Our heart begins to sink as we realise we are spending 6 years in jail. What we have discovered is that, regardless of what our partner does, we are better off confessing. Since the game looks exactly the same from our partner’s perspective and we know they’re smart enough to realise the same thing, we can be pretty sure that they will choose to confess. Since we were better off confessing anyway, we can be pretty sure we’re getting six years. Crime doesn’t pay kids…

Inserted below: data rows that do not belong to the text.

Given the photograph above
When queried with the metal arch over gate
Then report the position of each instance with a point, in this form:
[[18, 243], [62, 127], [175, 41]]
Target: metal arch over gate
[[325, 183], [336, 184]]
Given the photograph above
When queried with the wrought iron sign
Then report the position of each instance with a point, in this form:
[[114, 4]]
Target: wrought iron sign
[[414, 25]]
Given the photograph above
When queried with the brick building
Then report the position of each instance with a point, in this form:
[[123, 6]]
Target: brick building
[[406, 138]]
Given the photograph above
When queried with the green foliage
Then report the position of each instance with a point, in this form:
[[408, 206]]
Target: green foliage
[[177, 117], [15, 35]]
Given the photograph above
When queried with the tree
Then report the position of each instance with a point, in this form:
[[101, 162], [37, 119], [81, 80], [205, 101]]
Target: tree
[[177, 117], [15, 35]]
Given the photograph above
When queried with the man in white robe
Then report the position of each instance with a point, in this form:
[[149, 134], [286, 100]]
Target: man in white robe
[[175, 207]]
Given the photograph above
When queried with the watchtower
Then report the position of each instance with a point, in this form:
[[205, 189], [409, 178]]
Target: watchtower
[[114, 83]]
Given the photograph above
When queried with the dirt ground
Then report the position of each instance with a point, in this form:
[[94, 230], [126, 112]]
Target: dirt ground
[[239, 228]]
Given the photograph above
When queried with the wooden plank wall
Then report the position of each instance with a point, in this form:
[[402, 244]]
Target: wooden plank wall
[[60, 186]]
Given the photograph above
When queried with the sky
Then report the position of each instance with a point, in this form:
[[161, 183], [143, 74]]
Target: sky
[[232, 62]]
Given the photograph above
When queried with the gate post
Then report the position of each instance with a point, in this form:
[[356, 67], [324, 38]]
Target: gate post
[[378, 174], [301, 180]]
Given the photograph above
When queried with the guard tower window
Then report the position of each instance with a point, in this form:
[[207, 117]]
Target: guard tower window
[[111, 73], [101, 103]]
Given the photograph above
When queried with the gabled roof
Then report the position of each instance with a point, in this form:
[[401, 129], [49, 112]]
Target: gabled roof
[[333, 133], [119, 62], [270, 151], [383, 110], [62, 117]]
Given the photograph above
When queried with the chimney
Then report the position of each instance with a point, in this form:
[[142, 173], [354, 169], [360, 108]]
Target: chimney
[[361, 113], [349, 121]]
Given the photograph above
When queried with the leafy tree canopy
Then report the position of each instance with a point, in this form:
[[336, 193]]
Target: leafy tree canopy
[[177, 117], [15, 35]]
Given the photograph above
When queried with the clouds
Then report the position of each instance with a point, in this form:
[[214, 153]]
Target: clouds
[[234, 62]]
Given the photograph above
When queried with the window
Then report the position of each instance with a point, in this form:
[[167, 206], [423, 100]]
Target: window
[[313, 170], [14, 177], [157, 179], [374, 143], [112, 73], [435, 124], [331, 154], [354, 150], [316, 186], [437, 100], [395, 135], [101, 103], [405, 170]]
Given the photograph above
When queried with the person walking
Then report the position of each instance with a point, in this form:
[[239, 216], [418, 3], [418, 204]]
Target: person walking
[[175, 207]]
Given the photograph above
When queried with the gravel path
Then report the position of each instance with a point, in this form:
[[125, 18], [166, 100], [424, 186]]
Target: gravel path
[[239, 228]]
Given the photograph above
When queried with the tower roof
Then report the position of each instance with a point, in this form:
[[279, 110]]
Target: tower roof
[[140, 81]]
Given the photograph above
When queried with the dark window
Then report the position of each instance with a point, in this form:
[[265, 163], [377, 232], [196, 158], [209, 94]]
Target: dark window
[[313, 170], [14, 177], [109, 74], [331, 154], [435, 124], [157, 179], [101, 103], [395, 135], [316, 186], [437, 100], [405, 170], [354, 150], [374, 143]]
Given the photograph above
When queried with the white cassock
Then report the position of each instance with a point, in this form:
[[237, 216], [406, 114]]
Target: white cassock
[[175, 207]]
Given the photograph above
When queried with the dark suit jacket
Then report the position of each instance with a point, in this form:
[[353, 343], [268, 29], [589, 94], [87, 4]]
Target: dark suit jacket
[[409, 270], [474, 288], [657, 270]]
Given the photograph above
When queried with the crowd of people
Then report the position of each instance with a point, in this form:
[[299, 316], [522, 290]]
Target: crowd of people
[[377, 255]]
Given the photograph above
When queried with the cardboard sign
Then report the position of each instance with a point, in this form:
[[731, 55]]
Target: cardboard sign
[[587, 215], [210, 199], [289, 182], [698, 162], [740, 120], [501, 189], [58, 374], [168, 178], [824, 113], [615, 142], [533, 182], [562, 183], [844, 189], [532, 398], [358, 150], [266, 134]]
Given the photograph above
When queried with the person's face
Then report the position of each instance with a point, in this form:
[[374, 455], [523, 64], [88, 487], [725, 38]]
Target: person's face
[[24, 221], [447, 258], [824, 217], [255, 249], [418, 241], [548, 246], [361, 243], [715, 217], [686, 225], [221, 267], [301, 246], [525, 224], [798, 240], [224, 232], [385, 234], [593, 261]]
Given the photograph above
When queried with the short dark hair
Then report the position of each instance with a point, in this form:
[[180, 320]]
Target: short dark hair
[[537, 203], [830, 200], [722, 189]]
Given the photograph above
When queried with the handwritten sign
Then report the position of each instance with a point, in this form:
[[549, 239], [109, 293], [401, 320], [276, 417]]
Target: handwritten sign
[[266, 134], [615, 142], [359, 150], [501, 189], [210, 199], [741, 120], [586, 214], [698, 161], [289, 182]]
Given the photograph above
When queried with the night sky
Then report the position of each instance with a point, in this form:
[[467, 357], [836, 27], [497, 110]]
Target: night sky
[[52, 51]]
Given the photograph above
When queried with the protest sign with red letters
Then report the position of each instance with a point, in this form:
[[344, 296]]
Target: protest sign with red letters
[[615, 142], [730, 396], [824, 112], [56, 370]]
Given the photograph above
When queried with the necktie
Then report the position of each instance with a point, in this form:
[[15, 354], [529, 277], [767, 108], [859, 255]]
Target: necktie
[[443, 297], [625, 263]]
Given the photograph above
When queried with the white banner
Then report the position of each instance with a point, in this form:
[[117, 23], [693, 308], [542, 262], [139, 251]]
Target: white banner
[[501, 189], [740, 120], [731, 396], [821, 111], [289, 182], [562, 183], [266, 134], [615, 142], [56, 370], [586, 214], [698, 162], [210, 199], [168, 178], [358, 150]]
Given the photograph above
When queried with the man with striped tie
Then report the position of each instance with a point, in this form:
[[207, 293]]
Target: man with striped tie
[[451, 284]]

This game is famous for two reasons. Firstly, it shows that pure self-interest will not always lead to the best result globally (both of us only getting 3 years if we agree to both stay silent). Secondly, it is a good example of something called a dominant strategy. A dominant strategy is one which will lead to a favourable outcome regardless of your opponent’s actions. The existence of such strategies allow us to better predict the outcome of games. If one strategy is simply worse than another, the worse strategy will never be picked and we do not need to worry about it. This is why, in the absence of external factors like caring about your partner or fear about what confession does to your reputation, we can be fairly certain that both prisoners are going to jail for 6 years. 

Game theory is a fascinating area of maths and, I think, in some ways that is due to how ingrained in our lives it is. We have an incredible intuition for games. Take, for example, the qualifiers I used when talking about the prisoners’ dilemma: ‘we don’t care about solidarity’, ‘we don’t care about our partner’, ‘we don’t have to worry about our reputation’. I included those disclaimers because, more likely than not, in your own life you have been exposed to prisoners’ dilemma-like situations and observed a very complicated effect. When the prisoners’ dilemma is repeated, the game changes to favour people working together. Why? If you betray someone, people will stop cooperating with you and you will fare worse than people who can be trusted to not tell. Which I imagine on some level you will have experienced in your daily life. Amazing!

We’ve now looked at solvable games, random games, and game theory. There are many many more topics which can be explored in the realm of ‘games’ – from the use of supercomputers to solve near-infinitely complex game trees, to predicting the behaviour of two children who have eaten all the cookies in the house. The maths of games is incredibly broad and these two articles have barely even scratched the surface. Keep playing.